Schott Solar AG has manufactured its one millionth solar receiver, which is headed for one of the many solar power plants all over the world that employ CSP (Concentrated Solar Power) technology.
Schott Solar AG has reached yet another milestone in manufacturing high-tech solar receivers. The one millionth solar receiver left the belt on 22 November in Mitterteich, Bavaria. Like its predecessors, it is headed for one of the many solar power plants all over the world that employ CSP (Concentrated Solar Power) technology. Once installed, these receivers convert concentrated solar radiation into heat that is used to produce steam initially and then to generate electricity inside a steam turbine. Entire cities can then be supplied with sustainable energy. “This important milestone underscores our leading position in the CSP market,” says Dr. Hans-Joachim Konz, a member of the Board of Management of Schott AG.
Advanced technology from Schott has been contributing to the commercial success of solar thermal power plants since the 1980s. If you were to line up all of the solar receivers that Schott Solar has manufactured to date, this line would extend for a distance of 4,000 kilometres. The technology group exports its high-tech product to all regions of the world from the two Schott plants in Mitterteich (Bavaria) and Aznalcóllar, near Seville (Spain). Today, solar power plants “powered by Schott Solar” are located in Spain, the US, Morocco and Abu Dhabi, for example. Only recently, the company shipped 17,000 of these receivers for the very first CSP installation in the sunny country of India.
CSP technology is considered to hold great promise for the future because it guarantees the stability of the power grid. The reason is that energy can be stored easily as heat and then be fed into the grid as needed. CSP solar power plants can thus generate electricity even long after the sun has gone down or when clouds get in the way of the sun. This allows for load management in power grids. The entire CSP market is expected to account for an annual market volume of EUR 15 billion over the next few years. According to the US National Renewable Energy Laboratory, roughly 60 CSP power plants are already connected to the grid in various regions of the world. Another 40 have now reached the construction or concrete planning phase.

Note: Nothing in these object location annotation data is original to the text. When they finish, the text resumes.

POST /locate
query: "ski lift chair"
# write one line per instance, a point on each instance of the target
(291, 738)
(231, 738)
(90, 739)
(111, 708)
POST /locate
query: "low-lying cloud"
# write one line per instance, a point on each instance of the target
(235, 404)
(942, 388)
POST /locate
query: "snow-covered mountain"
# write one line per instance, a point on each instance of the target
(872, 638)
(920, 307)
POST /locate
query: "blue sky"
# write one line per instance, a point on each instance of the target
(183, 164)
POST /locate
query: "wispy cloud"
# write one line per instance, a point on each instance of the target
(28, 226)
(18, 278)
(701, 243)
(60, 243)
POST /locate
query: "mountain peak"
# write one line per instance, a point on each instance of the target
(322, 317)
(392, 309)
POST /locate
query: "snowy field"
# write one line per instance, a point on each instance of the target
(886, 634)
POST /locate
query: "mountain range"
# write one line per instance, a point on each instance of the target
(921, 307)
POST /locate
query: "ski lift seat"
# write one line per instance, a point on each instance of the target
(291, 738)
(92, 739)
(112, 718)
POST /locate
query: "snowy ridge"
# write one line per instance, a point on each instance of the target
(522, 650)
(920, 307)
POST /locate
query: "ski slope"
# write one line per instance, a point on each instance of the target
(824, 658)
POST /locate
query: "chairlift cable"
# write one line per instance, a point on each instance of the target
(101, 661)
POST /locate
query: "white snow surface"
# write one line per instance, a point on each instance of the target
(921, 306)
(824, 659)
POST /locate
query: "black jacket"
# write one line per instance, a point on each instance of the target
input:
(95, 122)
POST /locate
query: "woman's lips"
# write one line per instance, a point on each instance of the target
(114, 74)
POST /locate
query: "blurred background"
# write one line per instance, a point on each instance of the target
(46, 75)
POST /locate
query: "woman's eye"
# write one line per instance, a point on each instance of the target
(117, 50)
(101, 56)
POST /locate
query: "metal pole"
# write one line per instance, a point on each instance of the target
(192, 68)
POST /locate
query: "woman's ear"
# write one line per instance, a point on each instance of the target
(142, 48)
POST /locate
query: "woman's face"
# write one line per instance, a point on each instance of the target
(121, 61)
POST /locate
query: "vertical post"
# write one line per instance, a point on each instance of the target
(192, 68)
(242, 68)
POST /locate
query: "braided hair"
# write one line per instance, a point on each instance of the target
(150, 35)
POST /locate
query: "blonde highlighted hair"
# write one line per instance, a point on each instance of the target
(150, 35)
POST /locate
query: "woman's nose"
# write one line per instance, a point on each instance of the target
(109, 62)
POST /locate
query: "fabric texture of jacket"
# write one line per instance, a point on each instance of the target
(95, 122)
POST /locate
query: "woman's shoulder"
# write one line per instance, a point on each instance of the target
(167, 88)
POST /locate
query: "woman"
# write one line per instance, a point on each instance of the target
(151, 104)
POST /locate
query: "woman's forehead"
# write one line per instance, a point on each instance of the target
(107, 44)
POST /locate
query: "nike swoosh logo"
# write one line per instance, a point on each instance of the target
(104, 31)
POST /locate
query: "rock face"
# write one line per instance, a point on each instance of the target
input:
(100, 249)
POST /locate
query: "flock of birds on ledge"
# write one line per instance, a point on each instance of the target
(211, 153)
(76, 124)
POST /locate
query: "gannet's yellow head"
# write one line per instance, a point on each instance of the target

The question of how much solar energy a receiver can absorb and convert into heat is crucial to the efficiency of a solar power plant. In this respect, Schott stands for the highest efficiency and durability with its products. By implementing new coating and design measures, Schott Solar was able to increase the efficiency of its receivers by several percentage points in recent years – a leap that can be worth millions of euros during power plant operations. Now, the company has gone even one step further by introducing a noble gas capsule. This device, that can be opened at any time during power plant operations, binds substances that have become detached during the many years that a plant is in operation that can have a negative effect on the efficiency of the receivers. “The noble gas capsule is a measure that extends the service life of a receiver so to speak. It allows for the power plant to continue generating electricity efficiently even many years after it has already been written off,” Schott Board member Hans-Joachim Konz explains.
By continuing to pursue an ongoing innovation process, Schott will be able to contribute to making CSP technology even more cost-efficient in the future. “We see potential at many different levels,” Konz notes. “On the one hand, in developing new heat transfer media. Solar fields will either generate steam directly or use molten salt as a heat transfer medium in the future in order to be able to operate the power plant process at at least 500°C and thus achieve higher efficiency. In addition, it looks as if we will be able to use even larger receivers in many of the more recent power plants that are now being planned. This would increase the active surface area and thus enable the receiver to convert even more sunlight into heat. Nevertheless, we also see immense potential in optimizing the solar field, in other words improving how the receiver, mirrors and support structures interact.” This is how the company plans to help lower the costs of generating solar electricity. Schott is open to working with partners in order to achieve this objective.